Connecting Two Subnet inside VMs in Linux

Tags: February 2, 2014 2:51 PM

This should be applicable to real world (physical devices) not just virtualized environment. The topology is simple:

                 +----------------------------+
                 |          The Host          |
                 |          --------          |
                 |           Router           |
                 +----------------------------+
                       |               |
                    +-----+         +-----+
        192.168.1.1 | br0 |         | br1 | 192.168.1.9
                    +-----+         +-----+
                       |               |
  Mask: 192.168.1.0/29 |               | Mask: 192.168.1.8/29
        +--------------+               +----------+
        |              |                          |
        |              |                          |
 +--------------+      |                   +---------------+
 |     VM 1     |      +----+              |    VM 3       |
 | 192.168.1.2  |           |              | 192.168.1.10  |
 +--------------+           |              +---------------+
                    +--------------+
                    |     VM 2     |
                    | 192.168.1.3  |
                    +--------------+

The Details

The goal is to connecting VM in different subnet so they can talk to each other.
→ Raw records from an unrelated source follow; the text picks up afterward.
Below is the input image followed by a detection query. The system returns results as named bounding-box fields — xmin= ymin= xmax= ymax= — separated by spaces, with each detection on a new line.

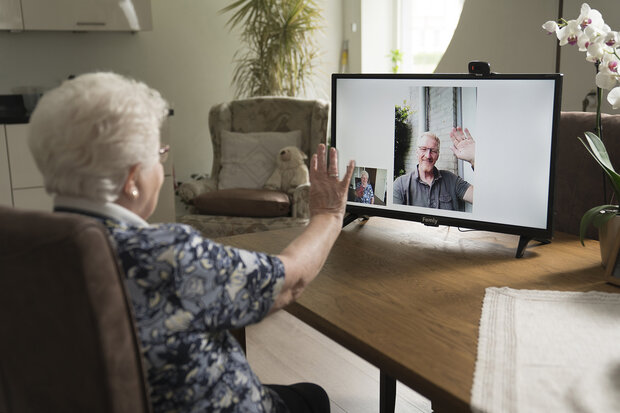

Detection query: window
xmin=398 ymin=0 xmax=465 ymax=73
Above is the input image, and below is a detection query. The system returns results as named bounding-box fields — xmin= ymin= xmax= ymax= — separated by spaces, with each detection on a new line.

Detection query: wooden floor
xmin=246 ymin=311 xmax=432 ymax=413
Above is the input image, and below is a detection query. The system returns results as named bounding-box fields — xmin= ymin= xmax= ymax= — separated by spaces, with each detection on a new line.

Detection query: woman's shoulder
xmin=105 ymin=221 xmax=209 ymax=247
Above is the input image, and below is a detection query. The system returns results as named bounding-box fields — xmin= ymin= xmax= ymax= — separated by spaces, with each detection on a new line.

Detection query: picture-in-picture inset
xmin=348 ymin=166 xmax=387 ymax=205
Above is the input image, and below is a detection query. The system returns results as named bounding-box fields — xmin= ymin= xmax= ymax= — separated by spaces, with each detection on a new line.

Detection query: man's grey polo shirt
xmin=392 ymin=166 xmax=471 ymax=211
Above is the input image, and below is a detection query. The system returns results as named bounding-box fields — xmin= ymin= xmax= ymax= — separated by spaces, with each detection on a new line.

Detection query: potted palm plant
xmin=542 ymin=3 xmax=620 ymax=265
xmin=221 ymin=0 xmax=323 ymax=97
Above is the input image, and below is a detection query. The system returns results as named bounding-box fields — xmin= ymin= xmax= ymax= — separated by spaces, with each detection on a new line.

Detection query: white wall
xmin=0 ymin=0 xmax=343 ymax=180
xmin=435 ymin=0 xmax=558 ymax=73
xmin=435 ymin=0 xmax=620 ymax=113
xmin=360 ymin=0 xmax=398 ymax=73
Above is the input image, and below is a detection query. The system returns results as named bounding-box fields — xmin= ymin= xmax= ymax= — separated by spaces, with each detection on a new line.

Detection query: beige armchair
xmin=178 ymin=97 xmax=329 ymax=238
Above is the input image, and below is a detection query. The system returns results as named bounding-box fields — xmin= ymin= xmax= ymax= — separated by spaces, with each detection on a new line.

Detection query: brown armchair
xmin=553 ymin=112 xmax=620 ymax=239
xmin=178 ymin=97 xmax=329 ymax=238
xmin=0 ymin=207 xmax=151 ymax=413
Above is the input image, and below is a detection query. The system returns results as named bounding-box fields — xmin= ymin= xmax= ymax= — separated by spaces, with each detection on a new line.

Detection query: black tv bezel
xmin=330 ymin=73 xmax=563 ymax=243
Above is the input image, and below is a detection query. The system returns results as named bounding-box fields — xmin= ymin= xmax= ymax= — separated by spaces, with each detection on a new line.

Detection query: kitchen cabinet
xmin=0 ymin=0 xmax=24 ymax=30
xmin=0 ymin=0 xmax=153 ymax=32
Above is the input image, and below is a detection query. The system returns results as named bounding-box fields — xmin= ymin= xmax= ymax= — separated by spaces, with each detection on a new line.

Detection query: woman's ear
xmin=123 ymin=163 xmax=140 ymax=200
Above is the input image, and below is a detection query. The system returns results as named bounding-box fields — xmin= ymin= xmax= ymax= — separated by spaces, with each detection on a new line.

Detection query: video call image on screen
xmin=332 ymin=75 xmax=557 ymax=229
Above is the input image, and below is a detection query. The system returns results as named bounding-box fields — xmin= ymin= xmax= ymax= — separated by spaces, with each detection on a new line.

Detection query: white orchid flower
xmin=542 ymin=20 xmax=560 ymax=34
xmin=577 ymin=32 xmax=592 ymax=52
xmin=595 ymin=53 xmax=620 ymax=90
xmin=607 ymin=87 xmax=620 ymax=109
xmin=586 ymin=41 xmax=608 ymax=63
xmin=603 ymin=30 xmax=618 ymax=47
xmin=577 ymin=3 xmax=605 ymax=29
xmin=556 ymin=20 xmax=583 ymax=46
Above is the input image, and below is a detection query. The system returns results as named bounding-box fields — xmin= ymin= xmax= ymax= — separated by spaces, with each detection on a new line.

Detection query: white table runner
xmin=471 ymin=287 xmax=620 ymax=413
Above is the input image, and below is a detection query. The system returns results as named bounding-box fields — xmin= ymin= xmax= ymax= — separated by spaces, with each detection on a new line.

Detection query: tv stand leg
xmin=342 ymin=213 xmax=369 ymax=228
xmin=515 ymin=235 xmax=551 ymax=258
xmin=515 ymin=235 xmax=532 ymax=258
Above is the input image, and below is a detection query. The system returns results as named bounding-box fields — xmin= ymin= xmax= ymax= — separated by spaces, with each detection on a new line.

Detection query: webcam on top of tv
xmin=467 ymin=60 xmax=491 ymax=76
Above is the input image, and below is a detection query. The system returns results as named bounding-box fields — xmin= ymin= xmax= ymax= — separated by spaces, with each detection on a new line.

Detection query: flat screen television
xmin=331 ymin=74 xmax=562 ymax=257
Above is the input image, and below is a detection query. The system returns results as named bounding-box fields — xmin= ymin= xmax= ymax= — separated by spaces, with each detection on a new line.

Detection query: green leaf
xmin=578 ymin=132 xmax=620 ymax=200
xmin=579 ymin=205 xmax=620 ymax=245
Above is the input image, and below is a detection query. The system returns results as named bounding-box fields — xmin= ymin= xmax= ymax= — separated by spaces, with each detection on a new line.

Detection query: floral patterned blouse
xmin=55 ymin=197 xmax=288 ymax=413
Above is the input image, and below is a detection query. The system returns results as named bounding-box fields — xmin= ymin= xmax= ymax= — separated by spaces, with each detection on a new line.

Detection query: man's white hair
xmin=420 ymin=132 xmax=441 ymax=150
xmin=28 ymin=72 xmax=168 ymax=202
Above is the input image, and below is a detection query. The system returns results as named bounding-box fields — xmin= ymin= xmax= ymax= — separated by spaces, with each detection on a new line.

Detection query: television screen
xmin=331 ymin=74 xmax=562 ymax=256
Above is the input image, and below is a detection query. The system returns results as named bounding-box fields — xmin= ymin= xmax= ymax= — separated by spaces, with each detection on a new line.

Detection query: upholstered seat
xmin=178 ymin=97 xmax=329 ymax=238
xmin=0 ymin=207 xmax=152 ymax=413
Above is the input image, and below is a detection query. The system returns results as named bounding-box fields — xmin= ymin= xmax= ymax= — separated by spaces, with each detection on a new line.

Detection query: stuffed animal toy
xmin=264 ymin=146 xmax=310 ymax=194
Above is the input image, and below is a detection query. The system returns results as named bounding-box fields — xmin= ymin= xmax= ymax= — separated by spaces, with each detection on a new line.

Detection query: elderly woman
xmin=355 ymin=170 xmax=375 ymax=204
xmin=29 ymin=73 xmax=353 ymax=413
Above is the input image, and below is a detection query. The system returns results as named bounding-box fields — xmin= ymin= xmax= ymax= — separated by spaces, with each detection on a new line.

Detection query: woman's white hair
xmin=28 ymin=72 xmax=168 ymax=202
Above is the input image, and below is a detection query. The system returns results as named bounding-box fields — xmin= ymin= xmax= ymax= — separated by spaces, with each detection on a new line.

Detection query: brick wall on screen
xmin=427 ymin=87 xmax=457 ymax=173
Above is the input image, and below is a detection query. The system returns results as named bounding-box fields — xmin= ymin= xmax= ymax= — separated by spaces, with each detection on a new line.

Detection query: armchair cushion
xmin=193 ymin=189 xmax=291 ymax=217
xmin=218 ymin=130 xmax=301 ymax=190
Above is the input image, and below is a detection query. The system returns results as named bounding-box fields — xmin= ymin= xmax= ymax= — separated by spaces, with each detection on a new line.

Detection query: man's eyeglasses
xmin=418 ymin=146 xmax=439 ymax=155
xmin=159 ymin=145 xmax=170 ymax=163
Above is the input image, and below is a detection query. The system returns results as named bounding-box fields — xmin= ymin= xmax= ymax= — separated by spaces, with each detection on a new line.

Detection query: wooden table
xmin=220 ymin=217 xmax=620 ymax=413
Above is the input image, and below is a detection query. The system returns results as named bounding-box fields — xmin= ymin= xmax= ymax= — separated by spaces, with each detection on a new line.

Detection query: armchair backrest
xmin=553 ymin=112 xmax=620 ymax=239
xmin=209 ymin=96 xmax=329 ymax=181
xmin=0 ymin=207 xmax=151 ymax=413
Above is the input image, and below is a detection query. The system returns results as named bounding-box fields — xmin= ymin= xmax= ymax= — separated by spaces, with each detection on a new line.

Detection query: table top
xmin=218 ymin=217 xmax=620 ymax=412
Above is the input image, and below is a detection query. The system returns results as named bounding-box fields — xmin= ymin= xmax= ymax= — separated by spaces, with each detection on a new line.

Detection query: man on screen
xmin=392 ymin=127 xmax=475 ymax=211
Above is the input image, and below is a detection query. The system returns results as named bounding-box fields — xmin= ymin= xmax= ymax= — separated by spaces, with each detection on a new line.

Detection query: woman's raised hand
xmin=310 ymin=144 xmax=355 ymax=218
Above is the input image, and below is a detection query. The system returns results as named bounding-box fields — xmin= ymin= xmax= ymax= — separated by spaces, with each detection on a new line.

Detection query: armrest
xmin=291 ymin=184 xmax=310 ymax=218
xmin=178 ymin=178 xmax=217 ymax=202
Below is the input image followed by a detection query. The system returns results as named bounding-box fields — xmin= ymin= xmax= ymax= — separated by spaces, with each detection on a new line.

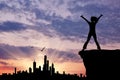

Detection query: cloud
xmin=46 ymin=48 xmax=82 ymax=63
xmin=0 ymin=22 xmax=26 ymax=31
xmin=0 ymin=61 xmax=9 ymax=65
xmin=0 ymin=44 xmax=36 ymax=60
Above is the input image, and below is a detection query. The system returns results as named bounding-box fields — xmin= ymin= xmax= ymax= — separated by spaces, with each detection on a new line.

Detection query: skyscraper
xmin=43 ymin=55 xmax=47 ymax=71
xmin=33 ymin=61 xmax=36 ymax=73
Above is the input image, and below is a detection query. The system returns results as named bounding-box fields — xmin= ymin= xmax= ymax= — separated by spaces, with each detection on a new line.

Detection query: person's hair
xmin=91 ymin=16 xmax=97 ymax=22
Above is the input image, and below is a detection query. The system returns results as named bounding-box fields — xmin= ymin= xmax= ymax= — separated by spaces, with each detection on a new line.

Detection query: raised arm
xmin=81 ymin=15 xmax=89 ymax=23
xmin=97 ymin=14 xmax=103 ymax=20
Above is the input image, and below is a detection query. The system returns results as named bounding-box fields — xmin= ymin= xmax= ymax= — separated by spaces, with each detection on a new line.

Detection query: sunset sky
xmin=0 ymin=0 xmax=120 ymax=74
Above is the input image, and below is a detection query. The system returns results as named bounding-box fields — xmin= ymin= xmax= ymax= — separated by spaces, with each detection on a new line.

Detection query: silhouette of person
xmin=81 ymin=14 xmax=103 ymax=50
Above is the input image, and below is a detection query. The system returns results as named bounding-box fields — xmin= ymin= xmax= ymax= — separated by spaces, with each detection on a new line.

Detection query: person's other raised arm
xmin=98 ymin=14 xmax=103 ymax=20
xmin=81 ymin=15 xmax=89 ymax=23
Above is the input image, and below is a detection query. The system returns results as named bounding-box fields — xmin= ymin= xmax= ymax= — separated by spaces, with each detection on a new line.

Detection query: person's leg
xmin=93 ymin=34 xmax=101 ymax=50
xmin=83 ymin=33 xmax=92 ymax=50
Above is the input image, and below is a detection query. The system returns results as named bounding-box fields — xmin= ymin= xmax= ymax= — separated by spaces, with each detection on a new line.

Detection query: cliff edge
xmin=79 ymin=50 xmax=120 ymax=80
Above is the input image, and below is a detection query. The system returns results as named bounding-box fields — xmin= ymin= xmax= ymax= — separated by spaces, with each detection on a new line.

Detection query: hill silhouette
xmin=79 ymin=50 xmax=120 ymax=80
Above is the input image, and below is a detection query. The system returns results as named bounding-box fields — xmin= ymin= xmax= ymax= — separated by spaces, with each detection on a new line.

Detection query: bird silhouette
xmin=41 ymin=47 xmax=45 ymax=51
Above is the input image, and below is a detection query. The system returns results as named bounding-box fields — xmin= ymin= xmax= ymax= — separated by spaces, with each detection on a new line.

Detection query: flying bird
xmin=41 ymin=47 xmax=45 ymax=51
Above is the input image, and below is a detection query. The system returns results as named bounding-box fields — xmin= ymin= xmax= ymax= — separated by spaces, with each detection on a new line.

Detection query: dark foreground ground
xmin=79 ymin=50 xmax=120 ymax=80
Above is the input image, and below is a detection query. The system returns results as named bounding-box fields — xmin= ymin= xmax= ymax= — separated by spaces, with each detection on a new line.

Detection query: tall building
xmin=33 ymin=61 xmax=36 ymax=73
xmin=46 ymin=60 xmax=49 ymax=71
xmin=51 ymin=63 xmax=55 ymax=75
xmin=15 ymin=67 xmax=17 ymax=74
xmin=29 ymin=67 xmax=32 ymax=73
xmin=43 ymin=55 xmax=47 ymax=71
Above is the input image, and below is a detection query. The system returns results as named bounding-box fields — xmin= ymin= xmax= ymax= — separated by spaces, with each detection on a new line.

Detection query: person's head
xmin=91 ymin=16 xmax=97 ymax=22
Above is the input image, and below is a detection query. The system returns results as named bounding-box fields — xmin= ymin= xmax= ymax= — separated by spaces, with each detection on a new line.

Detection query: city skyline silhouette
xmin=0 ymin=55 xmax=86 ymax=80
xmin=0 ymin=0 xmax=120 ymax=79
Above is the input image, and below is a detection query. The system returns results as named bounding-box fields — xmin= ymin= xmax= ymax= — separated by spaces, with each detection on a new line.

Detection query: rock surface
xmin=79 ymin=50 xmax=120 ymax=80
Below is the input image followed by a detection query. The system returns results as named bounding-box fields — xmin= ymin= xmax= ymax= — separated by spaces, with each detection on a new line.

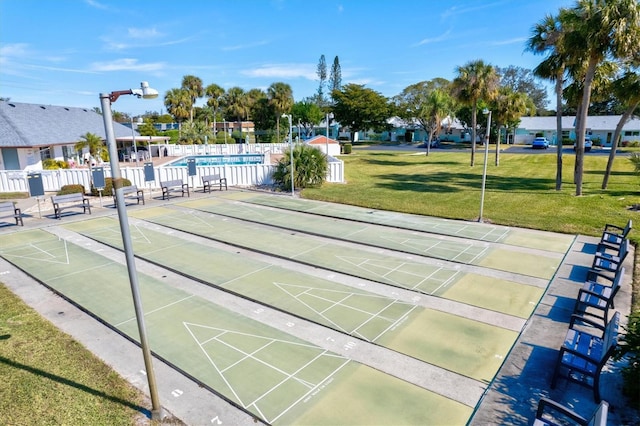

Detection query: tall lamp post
xmin=478 ymin=108 xmax=491 ymax=222
xmin=282 ymin=114 xmax=294 ymax=197
xmin=131 ymin=117 xmax=142 ymax=167
xmin=325 ymin=112 xmax=333 ymax=157
xmin=100 ymin=81 xmax=162 ymax=420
Btw, I'm using Virtualbox for this playground. Here's the breakdown from the schema above:
  • The Host had two interface br0 and br1 (Both are virtual)
  • The schema using two subnet 192.168.1.0/29 and 192.168.1.8/29
  • The Host had two bridge interfaces and three TAP interfaces (for each VMs)
  • tap0 for VM 1, tap1 for VM 2 and tap2 for VM 3
  • tap0 and tap1 attached to br0 and tap2 attached to br1

The Host: Creating the Interfaces

Let's create the tap interfaces for each VMs.
tunctl -t tap0 -u myuser
tunctl -t tap1 -u myuser
tunctl -t tap2 -u myuser
ip link set up dev tap0
ip link set up dev tap1
ip link set up dev tap2
Let's create the bridge interface for the host.
brctl addbr br0
brctl addbr br1
brctl addif br0 tap0
brctl addif br0 tap1
brctl addif br1 tap2
ip link set up br0
ip link set up br1
Give IP to the bridge which act as gateway for the VMs.
ip addr add 192.168.1.1 dev br0
ip route add 192.168.1.0/29 dev br0
ip addr add 192.168.1.9 dev br1
ip route add 192.168.1.8/29 dev br1

The VM 1

Log in to the VM 1 and set the IP. You could also using ifconfig tools instead of ip utilities since most of tiny distro such as TinyCore Linux does not include the ip utilities. In Virtualbox make sure you choose Bridge Adapter and select the tap0.
ifconfig eth0 192.168.1.2 netmask 255.255.255.248
Try to ping the br0 (192.168.1.1) address, it should be able to reply.

The VM 2

In Virtualbox make sure you choose Bridge Adapter and select the tap0.
ifconfig eth0 192.168.1.3 netmask 255.255.255.248
Try to ping the br0 (192.168.1.1) and VM 1 (192.168.1.2) address, it should be able to reply.

The VM 3

In Virtualbox make sure you choose Bridge Adapter and select the tap1.
ifconfig eth0 192.168.1.10 netmask 255.255.255.248
Try to ping the br1 (192.168.1.9) address, it should be able to reply.

Connecting the Subnet

At this point the VMs should be able to reach the gateway and others VM which in the same subnet. To make VM able reach each other even in different subnet, we just need one step to achieve it which is setting the gateway inside the VM.

Setting Gateway for VM 1 and VM 2

Point the gateway to the br0 address (192.168.1.1).
route add default gw 192.168.1.1

Setting Gateway for VM 3

Point the gateway to the br1 address (192.168.1.9).
route add default gw 192.168.1.9
To make sure it works try to ping from VM 1 to VM 3 or vice versa it should be able to reach each other.